It’s October, and there are no Jewish holidays! This is unusual. Just how unusual came to light in an unattributed piece sent to me, excerpts of which I share here with you:
“When was the last time Rosh Hashanah began as early as September 5th? Give up? Try 1899! That was the year that Queens and Staten Island became part of New York City, and the Great Blizzard of 1899 pounded South Florida with snow. This was also the year when the paperclip and Bayer aspirin were patented. Yes, the last time Rosh Hashanah fell on September 5th was the year the Bronx Zoo opened in New York. And what about the next time the holiday will begin as early (on the secular calendar) as it did this year?
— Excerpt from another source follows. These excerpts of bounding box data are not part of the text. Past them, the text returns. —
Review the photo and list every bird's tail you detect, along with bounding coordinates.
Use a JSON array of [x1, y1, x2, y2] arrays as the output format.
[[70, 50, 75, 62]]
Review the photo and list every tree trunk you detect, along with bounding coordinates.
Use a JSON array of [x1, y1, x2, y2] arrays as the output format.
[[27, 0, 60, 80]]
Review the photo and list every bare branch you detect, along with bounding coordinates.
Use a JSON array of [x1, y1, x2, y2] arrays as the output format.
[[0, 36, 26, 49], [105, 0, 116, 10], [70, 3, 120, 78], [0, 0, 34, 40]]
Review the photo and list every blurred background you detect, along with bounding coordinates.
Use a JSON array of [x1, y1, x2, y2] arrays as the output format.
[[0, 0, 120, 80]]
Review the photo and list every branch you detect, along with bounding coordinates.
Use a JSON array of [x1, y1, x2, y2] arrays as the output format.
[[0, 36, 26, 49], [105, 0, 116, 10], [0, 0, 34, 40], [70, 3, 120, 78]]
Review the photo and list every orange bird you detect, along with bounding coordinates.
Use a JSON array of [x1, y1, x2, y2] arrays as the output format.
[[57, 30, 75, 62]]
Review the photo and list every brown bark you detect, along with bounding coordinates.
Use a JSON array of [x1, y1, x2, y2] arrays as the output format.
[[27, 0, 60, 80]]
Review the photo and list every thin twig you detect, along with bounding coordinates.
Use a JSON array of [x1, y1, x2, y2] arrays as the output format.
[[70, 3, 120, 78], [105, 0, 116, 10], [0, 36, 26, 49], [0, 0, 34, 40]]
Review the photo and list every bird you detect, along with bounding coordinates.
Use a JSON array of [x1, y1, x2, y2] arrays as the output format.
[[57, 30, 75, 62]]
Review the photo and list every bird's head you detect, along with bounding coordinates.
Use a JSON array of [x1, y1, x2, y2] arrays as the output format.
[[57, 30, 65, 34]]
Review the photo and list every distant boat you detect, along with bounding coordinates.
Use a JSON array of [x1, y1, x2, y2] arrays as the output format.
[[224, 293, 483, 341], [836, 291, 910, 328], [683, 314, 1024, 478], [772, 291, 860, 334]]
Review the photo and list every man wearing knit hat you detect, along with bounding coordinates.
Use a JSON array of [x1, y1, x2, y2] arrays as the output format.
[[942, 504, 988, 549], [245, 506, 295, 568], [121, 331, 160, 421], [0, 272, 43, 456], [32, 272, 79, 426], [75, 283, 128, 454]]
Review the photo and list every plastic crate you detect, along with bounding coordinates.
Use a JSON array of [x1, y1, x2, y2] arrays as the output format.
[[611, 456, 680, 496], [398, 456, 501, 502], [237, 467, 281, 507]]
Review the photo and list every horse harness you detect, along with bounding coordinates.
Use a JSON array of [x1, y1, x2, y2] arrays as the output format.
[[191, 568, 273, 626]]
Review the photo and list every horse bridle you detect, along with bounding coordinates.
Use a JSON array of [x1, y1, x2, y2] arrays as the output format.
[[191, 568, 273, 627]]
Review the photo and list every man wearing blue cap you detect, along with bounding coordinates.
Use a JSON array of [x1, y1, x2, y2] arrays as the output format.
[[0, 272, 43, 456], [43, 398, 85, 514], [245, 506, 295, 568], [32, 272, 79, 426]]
The next time Rosh Hashanah will fall on September 5th will be in 76 years – 2089, or 5850 on the Jewish calendar – which is one thing that makes this year so special.”
While it is true that there may be no Jewish holidays coming up now, that doesn’t mean the Jewish calendar is empty – it isn’t, at least at ACI. As you can see from regularly following the bulletin, the Friday Flyer, the website, the Facebook page and other ACI online presences, there is lots going on, more and more people and activities are growing our synagogue and keeping it vibrant and meaningful in the lives of our members (and guests). Indeed, it is all this that makes this year (and, please God, many years to come) so special. What a blessing!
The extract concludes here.